On the "light" workload at 120W, the Galahad II Trinity managed to keep the 13900K at 28.3°C above ambient. This positioned it dangerously close to the performance version of this lineup and at the very top of the list.
On the Noise-to-Performance graph, we can see that from start to finish, the Galahad II Trinity managed to keep a solid third spot compared to every other AIO we tested so far.
While pushing about 250 watts through the 13900k, we were able to accurately measure what the AIO is capable of. At this workload the Galahad II Trinity managed to keep the CPU at 55.1°C above ambient, moving up one spot on the list.
Interesting here to note is that the Trinity managed to outperform the Alphacool Core Ociean T38 360 at this point. Seems that the thicker radiator of the Ocean wasn't that useful once the power is pushed high enough.
On the Noise-to-Performance graph, we can see that the overall ratio changed a lot compared to the lower workload. From start to finish, the Galahad II started to switch positions with the Performance version and from time to time even managed to be on the first spot.
On our maximum power mode, the Galahad II reached its limits. Although still on the third spot, the gap between the regular and performance version became much bigger. However, noteworthy here is that it still managed to be on the list at all.
On the Noise to performance part, we can see that the fight with the performance version is definitely over with the Trinity being in third place from start to finish.
It was a total surprise to us. Having already reviewed the performance sub-version beforehand, we were convinced that the Galahad II Trinity would end up as the "budget" option of this lineup.
However, to our very surprise, it outperforms a huge chunk of AIOs we have tested in the past. It may not be quite on the same level as the Performance version, but it was ridiculously close.
Adding to that, Lian Li did not artificially block any of the new Lineups features in order to make the performance version more appealing.
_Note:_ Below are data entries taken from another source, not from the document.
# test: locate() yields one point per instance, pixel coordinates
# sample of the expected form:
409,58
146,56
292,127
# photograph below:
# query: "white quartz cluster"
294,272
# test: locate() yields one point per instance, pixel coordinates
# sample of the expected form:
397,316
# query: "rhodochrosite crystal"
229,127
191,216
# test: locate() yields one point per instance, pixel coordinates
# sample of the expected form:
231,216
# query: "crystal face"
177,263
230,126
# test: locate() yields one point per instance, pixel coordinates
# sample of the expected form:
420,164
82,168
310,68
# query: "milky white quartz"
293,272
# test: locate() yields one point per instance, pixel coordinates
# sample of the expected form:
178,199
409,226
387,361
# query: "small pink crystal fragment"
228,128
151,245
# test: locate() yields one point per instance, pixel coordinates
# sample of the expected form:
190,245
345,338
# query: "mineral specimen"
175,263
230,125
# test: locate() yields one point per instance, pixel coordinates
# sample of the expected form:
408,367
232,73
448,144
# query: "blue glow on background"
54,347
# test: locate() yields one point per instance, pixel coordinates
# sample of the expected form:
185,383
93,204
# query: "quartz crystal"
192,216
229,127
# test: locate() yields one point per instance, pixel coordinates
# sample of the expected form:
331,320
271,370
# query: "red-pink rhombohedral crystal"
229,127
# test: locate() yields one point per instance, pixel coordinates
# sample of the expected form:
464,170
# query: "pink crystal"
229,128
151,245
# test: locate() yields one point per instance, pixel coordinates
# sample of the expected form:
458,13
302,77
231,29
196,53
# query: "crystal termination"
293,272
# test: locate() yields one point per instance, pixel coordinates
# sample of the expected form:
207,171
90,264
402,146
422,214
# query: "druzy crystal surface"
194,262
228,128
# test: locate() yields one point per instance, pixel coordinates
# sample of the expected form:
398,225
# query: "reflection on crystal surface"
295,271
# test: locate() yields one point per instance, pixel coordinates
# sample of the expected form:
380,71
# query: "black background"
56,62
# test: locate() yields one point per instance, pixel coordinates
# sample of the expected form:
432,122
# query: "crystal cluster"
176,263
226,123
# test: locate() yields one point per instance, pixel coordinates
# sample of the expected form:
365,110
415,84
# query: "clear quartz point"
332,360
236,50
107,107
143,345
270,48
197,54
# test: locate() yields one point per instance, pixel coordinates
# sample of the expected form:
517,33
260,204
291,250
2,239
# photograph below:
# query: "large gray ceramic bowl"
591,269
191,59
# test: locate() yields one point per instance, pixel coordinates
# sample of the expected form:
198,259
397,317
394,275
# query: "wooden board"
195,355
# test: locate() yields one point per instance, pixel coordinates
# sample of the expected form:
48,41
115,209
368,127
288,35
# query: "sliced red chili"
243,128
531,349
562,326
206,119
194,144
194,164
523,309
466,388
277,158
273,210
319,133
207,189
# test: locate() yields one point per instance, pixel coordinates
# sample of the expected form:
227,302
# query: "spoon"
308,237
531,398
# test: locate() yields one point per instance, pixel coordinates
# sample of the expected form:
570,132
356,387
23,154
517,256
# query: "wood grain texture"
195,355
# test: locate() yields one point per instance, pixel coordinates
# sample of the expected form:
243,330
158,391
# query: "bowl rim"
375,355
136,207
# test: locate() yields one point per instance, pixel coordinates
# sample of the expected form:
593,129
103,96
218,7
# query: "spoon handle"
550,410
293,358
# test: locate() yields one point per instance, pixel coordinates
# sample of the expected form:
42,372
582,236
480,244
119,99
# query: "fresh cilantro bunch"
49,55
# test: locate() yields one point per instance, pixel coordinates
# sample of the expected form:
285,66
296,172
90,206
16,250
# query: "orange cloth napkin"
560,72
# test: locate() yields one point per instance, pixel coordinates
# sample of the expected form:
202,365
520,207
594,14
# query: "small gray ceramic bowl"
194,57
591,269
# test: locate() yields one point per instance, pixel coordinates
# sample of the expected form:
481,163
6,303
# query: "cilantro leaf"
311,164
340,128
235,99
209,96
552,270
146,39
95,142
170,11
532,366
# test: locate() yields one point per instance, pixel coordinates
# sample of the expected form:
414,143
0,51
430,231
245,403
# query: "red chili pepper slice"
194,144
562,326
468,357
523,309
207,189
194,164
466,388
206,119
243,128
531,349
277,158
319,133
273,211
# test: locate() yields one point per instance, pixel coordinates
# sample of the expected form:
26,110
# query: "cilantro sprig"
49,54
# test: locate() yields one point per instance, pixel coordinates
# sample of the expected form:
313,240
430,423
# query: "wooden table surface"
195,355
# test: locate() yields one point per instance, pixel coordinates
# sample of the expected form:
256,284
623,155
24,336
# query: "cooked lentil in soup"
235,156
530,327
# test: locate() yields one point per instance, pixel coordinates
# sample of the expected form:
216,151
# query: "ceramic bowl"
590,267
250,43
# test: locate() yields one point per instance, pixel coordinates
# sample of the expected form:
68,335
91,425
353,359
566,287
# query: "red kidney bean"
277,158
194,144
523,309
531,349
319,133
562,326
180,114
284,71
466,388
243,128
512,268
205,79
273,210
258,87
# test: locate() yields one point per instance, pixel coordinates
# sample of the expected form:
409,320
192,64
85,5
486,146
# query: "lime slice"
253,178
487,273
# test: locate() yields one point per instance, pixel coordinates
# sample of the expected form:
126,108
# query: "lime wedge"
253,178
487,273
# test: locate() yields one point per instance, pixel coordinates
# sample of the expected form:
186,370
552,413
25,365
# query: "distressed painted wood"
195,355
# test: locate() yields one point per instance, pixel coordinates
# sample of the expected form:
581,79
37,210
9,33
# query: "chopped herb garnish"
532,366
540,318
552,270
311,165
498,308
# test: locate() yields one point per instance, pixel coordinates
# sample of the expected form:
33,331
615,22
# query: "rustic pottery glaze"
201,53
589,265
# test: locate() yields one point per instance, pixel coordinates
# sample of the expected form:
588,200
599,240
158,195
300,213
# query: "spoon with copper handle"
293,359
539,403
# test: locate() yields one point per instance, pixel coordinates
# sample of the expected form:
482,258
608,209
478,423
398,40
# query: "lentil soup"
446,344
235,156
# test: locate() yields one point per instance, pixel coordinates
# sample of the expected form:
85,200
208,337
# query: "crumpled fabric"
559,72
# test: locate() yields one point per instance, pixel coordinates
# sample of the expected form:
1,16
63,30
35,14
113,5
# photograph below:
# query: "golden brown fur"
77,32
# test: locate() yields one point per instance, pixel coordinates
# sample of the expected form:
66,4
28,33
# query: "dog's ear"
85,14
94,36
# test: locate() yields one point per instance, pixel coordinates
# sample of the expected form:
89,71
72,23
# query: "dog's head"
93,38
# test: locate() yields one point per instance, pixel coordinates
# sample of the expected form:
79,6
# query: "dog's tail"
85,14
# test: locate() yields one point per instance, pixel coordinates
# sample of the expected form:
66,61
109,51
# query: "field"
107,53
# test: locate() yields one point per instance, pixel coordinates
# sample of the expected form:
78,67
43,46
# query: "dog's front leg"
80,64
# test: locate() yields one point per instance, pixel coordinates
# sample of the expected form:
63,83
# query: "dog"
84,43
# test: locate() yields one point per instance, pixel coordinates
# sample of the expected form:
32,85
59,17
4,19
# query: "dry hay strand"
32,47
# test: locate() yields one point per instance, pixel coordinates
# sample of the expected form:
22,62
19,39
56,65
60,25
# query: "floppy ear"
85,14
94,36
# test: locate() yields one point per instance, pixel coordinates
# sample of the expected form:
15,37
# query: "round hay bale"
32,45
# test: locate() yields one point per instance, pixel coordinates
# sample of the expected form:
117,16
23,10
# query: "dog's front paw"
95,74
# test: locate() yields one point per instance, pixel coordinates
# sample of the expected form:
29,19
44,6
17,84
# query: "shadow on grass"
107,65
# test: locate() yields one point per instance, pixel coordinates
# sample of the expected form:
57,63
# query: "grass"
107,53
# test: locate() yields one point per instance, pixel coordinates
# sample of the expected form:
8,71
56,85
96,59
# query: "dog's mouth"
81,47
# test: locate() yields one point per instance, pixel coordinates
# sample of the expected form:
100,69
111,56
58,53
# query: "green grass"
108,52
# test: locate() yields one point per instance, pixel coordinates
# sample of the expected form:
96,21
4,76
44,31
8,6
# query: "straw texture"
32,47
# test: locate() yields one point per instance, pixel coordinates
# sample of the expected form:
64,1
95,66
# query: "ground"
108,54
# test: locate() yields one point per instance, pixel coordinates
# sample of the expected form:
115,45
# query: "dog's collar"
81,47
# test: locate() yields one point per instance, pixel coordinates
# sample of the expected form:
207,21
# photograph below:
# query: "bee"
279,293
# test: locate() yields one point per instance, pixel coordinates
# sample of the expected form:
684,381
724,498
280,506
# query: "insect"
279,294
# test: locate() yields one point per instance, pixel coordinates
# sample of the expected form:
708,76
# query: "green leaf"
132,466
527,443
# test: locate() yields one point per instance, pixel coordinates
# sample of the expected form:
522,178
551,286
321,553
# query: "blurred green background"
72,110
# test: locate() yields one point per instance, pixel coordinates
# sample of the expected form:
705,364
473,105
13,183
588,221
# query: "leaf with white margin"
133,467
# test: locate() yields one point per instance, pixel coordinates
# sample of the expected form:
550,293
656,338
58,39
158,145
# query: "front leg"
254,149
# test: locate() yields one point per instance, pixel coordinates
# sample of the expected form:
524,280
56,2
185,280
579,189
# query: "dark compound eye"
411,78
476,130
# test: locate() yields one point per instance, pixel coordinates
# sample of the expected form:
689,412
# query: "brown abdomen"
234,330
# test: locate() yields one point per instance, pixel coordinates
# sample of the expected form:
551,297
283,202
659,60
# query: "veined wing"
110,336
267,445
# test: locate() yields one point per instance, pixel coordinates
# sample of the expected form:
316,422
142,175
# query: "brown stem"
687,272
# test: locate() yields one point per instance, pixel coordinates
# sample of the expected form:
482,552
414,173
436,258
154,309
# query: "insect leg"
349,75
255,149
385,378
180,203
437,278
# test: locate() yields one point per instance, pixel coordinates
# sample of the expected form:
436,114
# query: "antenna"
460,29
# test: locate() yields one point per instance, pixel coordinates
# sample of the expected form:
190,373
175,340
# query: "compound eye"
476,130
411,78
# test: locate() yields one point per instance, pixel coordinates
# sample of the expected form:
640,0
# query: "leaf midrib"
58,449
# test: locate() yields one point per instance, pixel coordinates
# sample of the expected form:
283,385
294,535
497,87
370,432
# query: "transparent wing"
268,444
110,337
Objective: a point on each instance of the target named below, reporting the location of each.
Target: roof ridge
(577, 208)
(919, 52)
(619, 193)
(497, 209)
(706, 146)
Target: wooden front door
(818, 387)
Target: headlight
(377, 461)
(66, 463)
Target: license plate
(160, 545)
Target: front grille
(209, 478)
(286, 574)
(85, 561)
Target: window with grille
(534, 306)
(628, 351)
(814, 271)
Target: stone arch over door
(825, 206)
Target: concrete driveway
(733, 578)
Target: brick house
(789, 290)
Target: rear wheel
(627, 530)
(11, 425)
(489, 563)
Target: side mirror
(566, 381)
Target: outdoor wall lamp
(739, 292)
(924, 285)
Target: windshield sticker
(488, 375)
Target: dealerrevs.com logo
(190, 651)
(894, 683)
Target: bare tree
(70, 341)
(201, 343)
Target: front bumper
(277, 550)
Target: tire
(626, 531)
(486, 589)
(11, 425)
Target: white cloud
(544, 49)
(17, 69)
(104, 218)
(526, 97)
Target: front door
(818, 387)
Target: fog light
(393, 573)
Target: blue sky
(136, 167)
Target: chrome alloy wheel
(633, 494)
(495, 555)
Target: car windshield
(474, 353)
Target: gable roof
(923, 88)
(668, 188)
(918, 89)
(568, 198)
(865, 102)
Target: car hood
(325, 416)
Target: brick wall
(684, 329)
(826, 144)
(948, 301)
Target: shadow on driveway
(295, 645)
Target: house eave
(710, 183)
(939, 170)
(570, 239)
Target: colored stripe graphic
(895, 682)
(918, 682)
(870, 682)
The regular Galahad II still got the higher quality long and thicker tubes, it still got the protruding 45° movable fittings on the radiator side, and it still got the redesigned pump plates as well as inlets and outlets. It got it all. The only difference is the choice of fans and single-wave radiator fins.
However, these two differences did not stop the regular Galahad II to perform like a top champ, most of the time even beating other alternative beasts such as the Liquid Freezer II 420.
Design-wise, the Galahad II is definitely a piece of eye candy too. Thanks to the interchangeable pump covers, the user can re-design the design of his build and customize the colors of every part to a point where we don't see an actual limit.
All of these reasons lead us to the obvious conclusion. We can absolutely recommend the new Lian Li Galahad II Trinity for pretty much every build, even the latest power-hungry Intel i9, and AMD R9 chips!